Apoiantes de Jair Bolsonaro, descrito como uma «versão tropical» de Donald Trump pelo próprio ex-presidente norte-americano, levaram a cabo aquilo que foi descrito como uma repetição do ataque ao Capitólio, o 6 de Janeiro. Alguns protagonistas do assalto aos três palácios de Brasília – o Palácio do Planalto, do Congresso Nacional e do Supremo Tribunal Federal – até terão sido os mesmos. Tendo a imprensa internacional salientado a importância de figuras como Steve Bannon, um antigo conselheiro de Trump visto como crucial no 6 de janeiro, no alastrar da mentira de que as eleições brasileiras teriam sido roubadas, incentivando a multidão bolsonarista que levou a cabo o chamado 8 de Janeiro. Uma retórica semelhante ao que se ouviu após as presidenciais americanas.

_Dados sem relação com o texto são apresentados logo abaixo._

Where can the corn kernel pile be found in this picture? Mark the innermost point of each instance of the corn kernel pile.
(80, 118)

«Não, não, não consigo ver este filme outra vez», troçou o comediante americano Stephen Colbert, no seu programa The Late Show, salientando uma sensação de de déjà vu que se repercutiu por todo o globo. No entanto, se há semelhança entre a polarização política nos Estados Unidos e no Brasil, no nosso país-irmão talvez seja ainda mais grave. Nem que seja por parecer ter existido uma notória sensação de conivência entre os amotinados em Brasília e elementos das forças de segurança. Ainda que parte significativa dos detidos no 6 de Janeiro fossem militares e policias, não há registo de que estivessem de serviço – frustrando os atacantes do Capitólio, muitos dos quais gritavam exigindo à polícia que se juntasse à insurreição. Já em Brasília, há imagens de polícias militares a observarem o ataque calmamente, até com um ar de aprovação, tirando fotos despreocupadamente, chegando alguns a cumprimentar os bolsonaristas.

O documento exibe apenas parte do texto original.